A student may challenge a final course grade if the student has a reasonable belief the grade was assigned in an arbitrary or capricious manner and is unable to resolve his or her concerns with the faculty member who assigned the grade (Evaluation of students and award of credit must be based on professionally judged academic performance and not on matters irrelevant to that performance, as detailed in Policy 3.3.12A Faculty Responsibilities to Student, in particular items 5 and 6; Policy 4.1.6 Grading Practice; and Policy 1.1 the Equal Opportunity/Non-Discrimination Statement and Policy). This policy applies only to final course grades and does not apply to course work, mid-terms or other grades awarded during a semester. Qualifying and comprehensive examinations and defense of theses or dissertations during the progression toward the graduate degree are handled under the Graduate School Policies.
Before filing a challenge under this policy, the student must discuss his or her concerns with the faculty member and make every effort to resolve the situation. Faculty members must carefully consider the student’s concerns and make a reasonable effort to resolve the issues raised by the student.

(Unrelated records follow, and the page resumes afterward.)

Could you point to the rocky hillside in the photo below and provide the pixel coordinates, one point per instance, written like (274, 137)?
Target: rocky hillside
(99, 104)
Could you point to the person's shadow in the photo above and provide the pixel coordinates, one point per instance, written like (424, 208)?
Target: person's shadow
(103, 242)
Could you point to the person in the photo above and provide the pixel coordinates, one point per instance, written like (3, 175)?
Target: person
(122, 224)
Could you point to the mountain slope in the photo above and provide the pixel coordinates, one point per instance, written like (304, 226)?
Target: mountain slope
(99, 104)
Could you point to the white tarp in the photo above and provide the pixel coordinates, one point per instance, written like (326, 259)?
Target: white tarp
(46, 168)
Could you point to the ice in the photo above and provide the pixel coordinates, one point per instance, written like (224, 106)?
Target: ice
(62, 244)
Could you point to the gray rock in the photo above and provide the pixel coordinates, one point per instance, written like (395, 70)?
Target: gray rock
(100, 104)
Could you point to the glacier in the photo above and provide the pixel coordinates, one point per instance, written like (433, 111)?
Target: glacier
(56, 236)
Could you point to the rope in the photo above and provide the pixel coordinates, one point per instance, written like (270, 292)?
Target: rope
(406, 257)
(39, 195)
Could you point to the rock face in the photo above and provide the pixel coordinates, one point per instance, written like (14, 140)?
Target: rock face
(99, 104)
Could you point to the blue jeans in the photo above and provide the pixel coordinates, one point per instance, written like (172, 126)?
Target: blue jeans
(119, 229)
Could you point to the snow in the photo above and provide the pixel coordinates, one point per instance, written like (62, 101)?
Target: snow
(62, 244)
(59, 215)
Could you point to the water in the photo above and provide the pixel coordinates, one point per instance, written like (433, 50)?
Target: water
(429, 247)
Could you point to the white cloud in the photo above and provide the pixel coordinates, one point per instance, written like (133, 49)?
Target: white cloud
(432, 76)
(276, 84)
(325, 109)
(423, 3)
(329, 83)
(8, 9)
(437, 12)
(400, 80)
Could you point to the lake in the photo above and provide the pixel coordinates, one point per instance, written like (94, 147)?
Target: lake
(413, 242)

A student may only challenge a final course grade under this policy, if the student has discussed the concern with the faculty member and can demonstrate that the grade was awarded in an arbitrary or capricious manner. For purposes of this policy, arbitrary or capricious means (a) the assignment of a final course grade was made on a basis other than the student’s academic performance in the course, (b) the assignment of a final course grade was based on standards that differ unreasonably from the standards applied to other students in the course, or (c) the assignment of a final course grade was made in a manner that substantially or unreasonably departed from the instructor's articulated standards. This policy will not be used to review the judgment of an instructor in assessing the quality of a student's work, to require another faculty member to re-grade or re-examine a student's work, or to allege cases involving violations of academic integrity.
- If after discussion with the faculty member the student believes, in good faith, that the grade is arbitrary or capricious, or if there is an inability to reach the faculty member, the student may challenge the grade by sending a letter to the department chair no later than 10 business days after the start of the academic semester following the semester for which the grade was awarded. This letter must (a) identify the course, program, semester, and faculty member that awarded the grade; (b) state the basis of the challenge, including all the facts relevant to the challenge and the reasons the student believes the grade is arbitrary or capricious; (c) indicate the date(s) the student consulted with the faculty member regarding his or her concern(s) and summarize the outcome of those discussions(s); and (d) attach any supporting documentation the student believes should be considered in the challenge, including the syllabus. If the allegation of arbitrary or capricious grading involves issues related to OEOA concerns, a review can be initiated by the student or a referral can be made at any stage of the process (See Policy 1.1).
- Upon receiving a written challenge to a final course grade, the chair shall forward a copy of the challenge to the faculty member who assigned the grade. The faculty member then has 10 business days from receipt of the challenge to provide a written response. The student will receive a copy of the faculty member's response; however, any information that would violate the privacy rights of other individuals will not be released to the student.
- The chair will review the submissions and, if necessary, investigate to determine if the grade was arbitrary or capricious based on the definition outlined in this policy. A written decision will be issued to both parties within 10 business days.
- Both parties have a right to appeal the chair's decision by filing a written appeal within 5 business days to the Office of the Provost in writing. The written appeal should state the basis for the appeal and attach all relevant written documentation.
- The Provost shall have a standing committee designated as The Final Course Grade Committee which consists of five members (three faculty members and two students) appointed by the Provost (or designee). The students would be recommended to the Provost by the SGA. Care shall be taken that no member of the committee knows either party in the complaint. The Final Course Grade Committee will review the submissions and may, at the Committee's discretion, decide to hear statements from the parties. Following deliberations, the Committee will issue a recommendation to the Provost (or designee) indicating: 1) whether the Committee finds the grade to be arbitrary or capricious and 2) the Committee's recommendations for the disposition of the appeal. The Committee recommendation will be issued within 5 business days of the Committee's decision.
- The Provost (or designee) will review the Committee recommendation and render a final decision in writing to the student, the faculty member, and the chair within 5 business days of receipt of the Committee recommendation. The Provost's decision shall be final without further appeal.
This policy supersedes any provisions in the Code of Student Conduct.